A similar strategy of modifying the surface of the NP was applied to particles having the core formed by polyethylene glycol and, this time, the surface characteristics were modified by adding low molecular weight chitosan (LMWC), which made the resulting NPs positively charged. The reason for such alterations was to change the interaction between NPs and the target cells for the purpose of drug delivery. In the mildly acidic pH in the microenvironment of cancer cells the presence of LMWC permits the rapid uptake of NPs into cells and release of the drug due to the presence of some factors or conditions that disorganize the structure of the particle surface or hydrolyze the polymer. Amoozgar et al. present the case where fragments of 2 to 22 kDa of chitosan were released from the surface of NPs (the core made from poly(lactic-co-glycolic acid) by hydrogen peroxide digestion with subsequent release of the drug contained in the structure of the particle [20].
6.1. Cancer Therapy
Changing the chemical structure of NPs or at least of their surface is demanded by the targeted application and in close correlation with the fate of the transformed NP once the target tissue is located. In drug delivery—one of the most studied applications—NPs are designed to reach cancer cells without affecting normal cells. NPs having a core made from PLGA—used to load and retain drugs—were coated with LMWC in order to have a positively charged surface to the uptake into tumor cells. This ensures that benefits are provided by both polymers. PLGA’s hydrophilicity leads to a better control of adsorption and release of the drug while the positive electric charge of LMWC ensures the control of uptake by tumor cells in their mildly acidic environment [19].
In experiments on murine ascites hepatoma H22, the use of NPs to deliver doxorubicin as an antitumor agent has been proven to reduce the toxicity of the drug and to increase the survivability of the mice. In this case the chitosan-based NPs were conjugated with BSA-dextran and loaded with doxorubicin, adsorption favored at pH 7.4 by the presence of BSA on the surface of NPs [90].
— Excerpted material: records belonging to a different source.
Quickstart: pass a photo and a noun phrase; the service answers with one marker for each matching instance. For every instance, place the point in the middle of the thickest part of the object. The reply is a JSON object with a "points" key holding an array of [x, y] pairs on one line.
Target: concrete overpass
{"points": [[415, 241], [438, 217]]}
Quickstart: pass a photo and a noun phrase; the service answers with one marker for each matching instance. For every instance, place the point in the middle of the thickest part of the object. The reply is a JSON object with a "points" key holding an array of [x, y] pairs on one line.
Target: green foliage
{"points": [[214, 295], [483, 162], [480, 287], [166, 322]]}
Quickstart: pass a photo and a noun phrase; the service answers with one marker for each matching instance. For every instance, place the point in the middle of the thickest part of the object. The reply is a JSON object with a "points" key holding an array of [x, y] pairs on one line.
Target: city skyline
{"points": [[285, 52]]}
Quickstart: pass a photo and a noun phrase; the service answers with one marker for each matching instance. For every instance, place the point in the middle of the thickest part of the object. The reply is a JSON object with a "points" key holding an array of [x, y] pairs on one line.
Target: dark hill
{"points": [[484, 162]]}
Nam et al. reported the use of hydrophobically modified glycol chitosan NPs carrying 5ß-cholanic acid, an antitumor agent. These particles, having an average diameter of 359 nm and a zeta potential of 22 mV, manifested an enhanced distribution in the whole cells compared with parent hydrophilic NPs. Furthermore, the modified NPs presented better biocompatibility and lower toxicity [39].
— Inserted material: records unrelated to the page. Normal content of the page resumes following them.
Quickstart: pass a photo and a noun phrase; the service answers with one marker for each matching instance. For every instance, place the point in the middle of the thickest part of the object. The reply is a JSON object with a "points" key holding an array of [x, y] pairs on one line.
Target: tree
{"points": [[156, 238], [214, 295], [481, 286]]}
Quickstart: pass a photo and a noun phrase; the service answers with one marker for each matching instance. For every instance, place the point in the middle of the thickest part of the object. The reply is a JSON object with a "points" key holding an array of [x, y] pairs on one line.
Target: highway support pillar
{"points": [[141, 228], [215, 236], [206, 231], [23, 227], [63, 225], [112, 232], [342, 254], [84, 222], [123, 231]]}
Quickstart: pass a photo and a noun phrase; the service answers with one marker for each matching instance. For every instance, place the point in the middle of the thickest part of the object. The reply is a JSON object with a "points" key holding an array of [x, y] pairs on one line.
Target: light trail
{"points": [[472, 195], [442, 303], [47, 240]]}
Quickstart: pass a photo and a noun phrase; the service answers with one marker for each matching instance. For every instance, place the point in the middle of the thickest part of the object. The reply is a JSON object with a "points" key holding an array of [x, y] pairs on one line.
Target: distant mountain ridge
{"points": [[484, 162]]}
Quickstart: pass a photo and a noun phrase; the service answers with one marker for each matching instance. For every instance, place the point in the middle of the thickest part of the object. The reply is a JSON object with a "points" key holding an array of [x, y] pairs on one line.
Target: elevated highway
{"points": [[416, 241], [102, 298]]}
In a recent study, chitosan-based NPs were modified by covalent linking to chitosan chain cysteine and folic acid and loaded with methotrexate, an anticancer agent. The linked molecules granted redox responsiveness and active targeting of folate receptors properties to the NPs. When used in HeLa cancer cell cultures these modified NPs presented an elevated level of reductive agents in the microenvironment of tumor cells and a controlled methotrexate release directly to this target site due to a possible overexpression of folate receptors. These properties are somehow related as in the reduced microenvironment of the cancer cells the encapsulated methotrexate was rapidly released (free methotrexate has poor water solubility and low bioavailability) [16].
SN-38—an antineoplastic drug 1000 times more active than the irinotecan from which it derives—conjugated with HA was used as shell of chitosan-based NPs decorated with MUC1 (Mucin 1, cell surface-associated) aptamer. NPs bearing MUC1 were taken up with increased efficiency in a HT29 cell culture. Unlike those lacking the drug, NPs bearing SN-38 exerted cytotoxicity through apoptosis. When both types were preincubated with bovine serum albumin that formed a PC, none of the particle types showed cytotoxicity [17].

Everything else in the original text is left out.